The Environmental Working Group (a group I'm finding I like, more and more!) say: "Avoid eating or drinking from polycarbonate plastics – used in such products as hard plastic baby bottles, 5 gallon water cooler bottles, hard plastic water bottles, plastic silverware, and Lexan products. You can check for the type of plastic on the bottom of the bottle – polycarbonate bottles may be labeled with recycling number 7 ("Other" type of plastic) or may contain the letters "PC" below the recycling symbol. Bisphenol A may leach out of these types of bottles into your beverage or food. Alternatives include bottles and other materials made from glass, stainless steel, or polypropylene bottles labeled number 5 on the bottom (translucent, not transparent)."
HealthCastle.com lists a few more numbers: "check the number shown on the bottom of each container, and throw out any marked with a 3, 6, or 7. Safe plastics (made without BPA) are the ones numbered 2, 4, and 5. To be sure, check the packaging for terms like "without BPA" or "BPA-free," or contact the manufacturer if in doubt.
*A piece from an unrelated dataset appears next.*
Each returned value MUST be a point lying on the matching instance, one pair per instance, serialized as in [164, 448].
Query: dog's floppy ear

And when you are reheating food in the microwave, use glass containers instead of plastic ones."
(My plastic water bottle has the number 1 on it - of course, the one number not listed. I should just go back to my stainless steel bottl!) But that's some info for ya regarding bottles! :)
EWG also did a study that found “For 1 in 10 cans of all food tested, and 1 in 3 cans of infant formula, a single serving contained enough BPA to expose a woman or infant to BPA levels more than 200 times the government's traditional safe level of exposure for industrial chemicals.”
Dave and I do filtered water at home, and we don't own a microwave. But I admit that I drink tap water all day at work. I tend to drink a good 2 liters a day, and it's just been easier to refill my bottle at the fountain rather than heft 2 liters of filtered water on the 15 minute walk from my car to my office every day. (Hmmm, I wonder if I could get a tiny individual cup filter...) We try to limit canned foods; and if I ever had a baby, I would 100% try to breastfeed! (There’s nothing like the real thing, baby!)
More from EWG: "The insidious nature of environmental pollutants is a deeply disturbing fact of modern life.” There are pollutants everywhere, and it seems sometimes the best you can do is just do your best! Unfortunately, we don’t have the option to live in Eden right now, so just try to make every day your own little beautiful Eden wherever you are with whatever you have!